27. Cada vez que alguien dice una tontería en público o los libros la recogen con beneplácito, o al menos sin criticarla, uno no debe desesperarse pensando que todo va a quedar así; debe tener más bien el consuelo de saber que con toda seguridad el asunto será posterior y gradualmente rumiado, iluminado, pensado, evaluado, discutido y por último, casi siempre, juzgado correctamente; por lo que, tras un plazo acorde con la dificultad del asunto, casi todos terminan entendiendo lo que una cabeza clara había visto desde un principio. Es cierto que, mientras llega ese momento, uno debe armarse de paciencia. Pues un hombre lúcido entre necios se parece a alguien que posee un reloj que funciona bien, pero vive en una ciudad donde todos los relojes de torre están averiados. Sólo él sabe qué hora es: pero ¿de qué le sirve?; todos se rigen por los relojes de torre que marcan mal la hora; incluso aquellos que saben que sólo funciona bien el reloj que él tiene.

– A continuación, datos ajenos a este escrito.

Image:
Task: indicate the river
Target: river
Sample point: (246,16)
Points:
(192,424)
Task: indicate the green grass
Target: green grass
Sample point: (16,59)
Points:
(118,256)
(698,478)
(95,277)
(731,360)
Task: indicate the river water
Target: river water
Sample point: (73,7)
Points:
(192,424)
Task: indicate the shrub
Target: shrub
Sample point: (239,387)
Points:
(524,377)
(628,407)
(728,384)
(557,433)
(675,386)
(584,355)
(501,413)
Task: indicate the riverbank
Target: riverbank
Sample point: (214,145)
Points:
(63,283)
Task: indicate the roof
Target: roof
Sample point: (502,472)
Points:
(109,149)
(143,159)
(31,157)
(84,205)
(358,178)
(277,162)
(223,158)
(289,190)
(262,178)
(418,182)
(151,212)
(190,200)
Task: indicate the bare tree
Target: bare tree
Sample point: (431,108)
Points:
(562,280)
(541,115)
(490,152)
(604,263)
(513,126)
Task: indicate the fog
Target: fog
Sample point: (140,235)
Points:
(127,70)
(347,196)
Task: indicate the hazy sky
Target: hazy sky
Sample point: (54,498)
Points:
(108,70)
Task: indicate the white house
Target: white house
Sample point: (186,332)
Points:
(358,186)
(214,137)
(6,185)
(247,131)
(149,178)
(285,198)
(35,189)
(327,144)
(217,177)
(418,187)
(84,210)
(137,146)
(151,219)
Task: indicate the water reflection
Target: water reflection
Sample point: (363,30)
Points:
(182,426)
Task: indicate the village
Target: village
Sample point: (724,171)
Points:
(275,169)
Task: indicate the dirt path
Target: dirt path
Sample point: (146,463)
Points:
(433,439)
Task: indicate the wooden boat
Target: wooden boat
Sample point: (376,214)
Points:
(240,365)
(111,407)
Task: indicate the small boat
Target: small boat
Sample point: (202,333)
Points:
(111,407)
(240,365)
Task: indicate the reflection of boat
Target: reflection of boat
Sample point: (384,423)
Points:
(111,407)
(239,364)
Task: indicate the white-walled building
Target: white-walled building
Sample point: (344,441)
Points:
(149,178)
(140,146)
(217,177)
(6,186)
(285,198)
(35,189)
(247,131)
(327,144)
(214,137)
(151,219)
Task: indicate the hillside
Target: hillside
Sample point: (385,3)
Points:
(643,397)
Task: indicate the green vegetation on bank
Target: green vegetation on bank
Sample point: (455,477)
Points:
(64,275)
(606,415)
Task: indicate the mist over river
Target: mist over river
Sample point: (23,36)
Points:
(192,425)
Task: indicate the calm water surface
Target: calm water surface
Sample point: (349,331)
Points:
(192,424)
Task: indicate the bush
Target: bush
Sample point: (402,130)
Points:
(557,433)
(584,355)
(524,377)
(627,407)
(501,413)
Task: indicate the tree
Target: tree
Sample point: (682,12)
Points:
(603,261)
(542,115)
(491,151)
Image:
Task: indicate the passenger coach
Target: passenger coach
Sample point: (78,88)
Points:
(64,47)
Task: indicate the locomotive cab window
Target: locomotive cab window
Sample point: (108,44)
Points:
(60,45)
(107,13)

28. Los hombres se parecen a los niños en que se hacen malcriados si uno los mima; por lo tanto, no se debe ser demasiado complaciente o amable con nadie. Y es falso que se pierda a un amigo por negarle un préstamo, aunque sí muy fácil que ello ocurra, en cambio, si se le concede; ni tampoco por comportarse orgullosa y algo displicentemente, aunque sí por exceso de amabilidad y atenciones, que harán que el otro se vuelva arrogante e insoportable, con lo que se producirá la ruptura. Pero, definitivamente, lo que los hombres no pueden tolerar en absoluto es la idea de que uno los necesite; la prepotencia y el atrevimiento son la inevitable secuela de la misma. En algunos, esta idea surge ya, al menos en parte, por el simple hecho de que uno converse frecuentemente, o con demasiada sinceridad, con ellos: no tarda en ocurrírseles que también uno debería aguantar sus caprichos, e intentan rebasar los márgenes de la buena educación. Muy pocos están, por lo tanto, capacitados para mantener una amistad cercana de cualquier tipo, por lo que hay que tener especial cuidado en no hacer causa común con las naturalezas mediocres. Pues basta con que alguien conciba la idea de que yo lo necesito más a él que él a mí para que se sienta como si yo le hubiera robado algo: tratará de vengarse y recuperarlo. La superioridad en el trato se deriva únicamente de que uno no necesite de los demás en ningún respecto, y además lo dé a entender. Por esa razón conviene hacer sentir cada cierto tiempo al otro, sea hombre o mujer, que uno pudiera perfectamente prescindir de él o ella: es algo que afianza la amistad; incluso, la mayoría de las personas no toman a mal que uno las trate con cierto desdén de vez en cuando, al contrario, eso nos eleva ante sus ojos: chi non istima vien stimato [«quien no estima es estimado»], dice un agudo refrán italiano. Pero si, a pesar de todo, apreciamos mucho a alguien, debemos ocultárselo como si se tratara de un crimen. Esto, por supuesto, no es nada agradable; pero así es la vida. Ni los perros pueden soportar una amistad desbordada; y menos los hombres.
29. El que las personas de naturaleza más noble y facultades más elevadas manifiesten tan a menudo, sobre todo en su juventud, una notable falta de prudencia y de conocimiento de los hombres, y el que, por lo tanto, puedan ser tan fácilmente engañadas o confundidas, mientras que las naturalezas inferiores se saben desenvolver más rápido y mejor en el mundo, se debe a que, a falta de experiencia, se ha de juzgar a priori, y a que ninguna experiencia se equipara a lo que es a priori. Pues este a priori proporciona a las gentes de clase ordinaria el pleno control sobre su propio yo, pero no a las nobles y superiores, las cuales, precisamente por ser tales, son muy diferentes del resto. Y como las personas nobles juzgan las ideas y acciones de las demás según las propias, nunca les sale bien la cuenta.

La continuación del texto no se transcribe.